こんな日に降る雨を、狐の嫁入りというらしい。物知りな妻が教えてくれた。雨のあとに架かるきれいな色環。きっと虹も泣きたいのだろう。と僕の心の声はそう呟く。途切れた景色と入れ替わり、わきあがるいくつかの鳴き声が、シャッターを切る音に重なって、僕の耳を更新する。羽化するように空気中の光の粒が、濡らされたすべての景色を吸収すると、僕の手と同じような色の濃さに落ち着く。目をつむり、風が吹き、葉っぱがいくらか揺らされたあと、夏蝉は一番美しい姿にかわり、濡れた洋服を乾かしながら、虹の彼方へと見えなくなった。

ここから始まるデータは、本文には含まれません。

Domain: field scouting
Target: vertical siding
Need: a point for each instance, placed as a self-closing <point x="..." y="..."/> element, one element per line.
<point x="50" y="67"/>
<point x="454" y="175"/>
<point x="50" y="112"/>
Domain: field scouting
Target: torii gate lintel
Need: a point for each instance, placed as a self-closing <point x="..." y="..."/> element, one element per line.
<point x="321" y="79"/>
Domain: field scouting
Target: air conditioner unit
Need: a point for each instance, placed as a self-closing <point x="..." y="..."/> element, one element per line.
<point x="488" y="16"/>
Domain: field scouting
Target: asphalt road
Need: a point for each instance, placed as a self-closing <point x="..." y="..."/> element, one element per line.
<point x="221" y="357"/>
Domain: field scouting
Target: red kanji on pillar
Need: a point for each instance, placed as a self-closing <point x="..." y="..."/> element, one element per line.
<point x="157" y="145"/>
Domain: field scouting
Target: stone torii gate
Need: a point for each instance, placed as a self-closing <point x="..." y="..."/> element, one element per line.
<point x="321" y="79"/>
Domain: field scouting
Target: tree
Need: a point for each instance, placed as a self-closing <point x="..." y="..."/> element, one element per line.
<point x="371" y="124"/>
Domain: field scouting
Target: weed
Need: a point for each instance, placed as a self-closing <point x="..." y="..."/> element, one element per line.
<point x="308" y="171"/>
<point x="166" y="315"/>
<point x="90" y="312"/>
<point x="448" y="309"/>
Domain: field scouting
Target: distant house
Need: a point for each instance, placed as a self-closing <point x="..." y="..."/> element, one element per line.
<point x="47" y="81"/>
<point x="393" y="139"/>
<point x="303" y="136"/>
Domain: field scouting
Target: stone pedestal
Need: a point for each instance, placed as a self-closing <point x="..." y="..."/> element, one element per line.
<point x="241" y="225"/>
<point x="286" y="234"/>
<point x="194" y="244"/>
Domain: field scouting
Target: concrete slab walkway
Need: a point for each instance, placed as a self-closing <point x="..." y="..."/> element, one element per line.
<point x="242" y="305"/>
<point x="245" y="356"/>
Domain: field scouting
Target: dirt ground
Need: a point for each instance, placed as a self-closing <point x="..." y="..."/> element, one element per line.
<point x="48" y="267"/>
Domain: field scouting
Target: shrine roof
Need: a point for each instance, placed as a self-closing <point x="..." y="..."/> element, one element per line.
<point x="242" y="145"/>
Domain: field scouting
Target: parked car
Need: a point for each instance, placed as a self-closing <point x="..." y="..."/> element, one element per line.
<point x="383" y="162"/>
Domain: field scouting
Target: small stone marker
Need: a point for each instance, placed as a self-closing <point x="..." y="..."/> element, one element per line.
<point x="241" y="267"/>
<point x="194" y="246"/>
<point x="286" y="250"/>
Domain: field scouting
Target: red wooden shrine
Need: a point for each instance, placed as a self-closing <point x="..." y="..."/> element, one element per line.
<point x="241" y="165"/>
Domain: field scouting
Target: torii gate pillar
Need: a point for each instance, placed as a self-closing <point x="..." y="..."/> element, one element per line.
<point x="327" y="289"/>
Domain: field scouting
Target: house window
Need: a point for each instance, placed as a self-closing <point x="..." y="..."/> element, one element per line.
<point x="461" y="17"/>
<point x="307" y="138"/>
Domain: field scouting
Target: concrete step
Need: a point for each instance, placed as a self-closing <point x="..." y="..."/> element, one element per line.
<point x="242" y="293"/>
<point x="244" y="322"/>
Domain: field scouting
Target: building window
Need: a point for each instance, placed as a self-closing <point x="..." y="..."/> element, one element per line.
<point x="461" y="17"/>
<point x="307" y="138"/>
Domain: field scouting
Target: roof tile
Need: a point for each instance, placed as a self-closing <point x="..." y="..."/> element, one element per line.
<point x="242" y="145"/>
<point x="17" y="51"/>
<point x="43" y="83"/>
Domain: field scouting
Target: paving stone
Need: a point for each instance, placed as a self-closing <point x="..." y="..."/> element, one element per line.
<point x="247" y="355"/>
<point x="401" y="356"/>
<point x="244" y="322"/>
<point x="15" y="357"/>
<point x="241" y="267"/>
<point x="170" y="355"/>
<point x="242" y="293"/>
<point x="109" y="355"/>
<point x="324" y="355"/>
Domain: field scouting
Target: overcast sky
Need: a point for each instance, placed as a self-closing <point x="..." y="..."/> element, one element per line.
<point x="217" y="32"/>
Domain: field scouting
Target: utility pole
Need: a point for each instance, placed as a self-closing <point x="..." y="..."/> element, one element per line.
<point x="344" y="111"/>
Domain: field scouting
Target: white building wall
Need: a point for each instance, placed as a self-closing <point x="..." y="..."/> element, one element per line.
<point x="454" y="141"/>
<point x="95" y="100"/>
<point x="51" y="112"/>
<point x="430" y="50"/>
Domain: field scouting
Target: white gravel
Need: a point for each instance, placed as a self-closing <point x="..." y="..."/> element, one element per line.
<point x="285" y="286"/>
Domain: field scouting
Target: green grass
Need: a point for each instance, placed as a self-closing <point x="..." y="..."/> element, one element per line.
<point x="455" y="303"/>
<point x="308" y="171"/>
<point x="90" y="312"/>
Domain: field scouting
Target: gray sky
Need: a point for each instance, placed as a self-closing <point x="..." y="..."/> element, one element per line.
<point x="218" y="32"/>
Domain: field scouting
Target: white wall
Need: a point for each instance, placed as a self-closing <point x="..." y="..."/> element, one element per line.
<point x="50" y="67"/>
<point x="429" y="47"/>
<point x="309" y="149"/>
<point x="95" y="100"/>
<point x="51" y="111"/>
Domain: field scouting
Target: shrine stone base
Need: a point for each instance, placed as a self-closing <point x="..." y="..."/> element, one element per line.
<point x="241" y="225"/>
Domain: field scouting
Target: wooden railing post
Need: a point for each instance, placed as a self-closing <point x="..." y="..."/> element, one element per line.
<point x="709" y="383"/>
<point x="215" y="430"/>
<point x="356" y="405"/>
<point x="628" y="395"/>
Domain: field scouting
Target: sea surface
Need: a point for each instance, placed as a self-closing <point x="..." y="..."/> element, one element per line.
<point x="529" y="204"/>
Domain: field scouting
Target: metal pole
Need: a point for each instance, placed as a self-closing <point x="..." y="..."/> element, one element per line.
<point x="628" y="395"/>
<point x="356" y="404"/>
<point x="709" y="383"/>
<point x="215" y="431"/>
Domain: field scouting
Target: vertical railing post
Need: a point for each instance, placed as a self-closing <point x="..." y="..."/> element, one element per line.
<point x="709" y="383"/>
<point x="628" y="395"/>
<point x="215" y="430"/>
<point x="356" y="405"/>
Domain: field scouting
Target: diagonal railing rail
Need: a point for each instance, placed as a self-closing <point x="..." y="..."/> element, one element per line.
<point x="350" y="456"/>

夏はまだそこらじゅうに満ちていて、もう少しこのままでいたいから、それを掴もうと掌の形を変える。指の隙間から漏れた光は、掌にじわじわと熱を伝えた。掴んだ手をひらいたら、夏が抜け殻になるんじゃないかって、そんなことが頭をふとよぎるのに、手の格好がグーだから、秋はまだ、探さないことにする。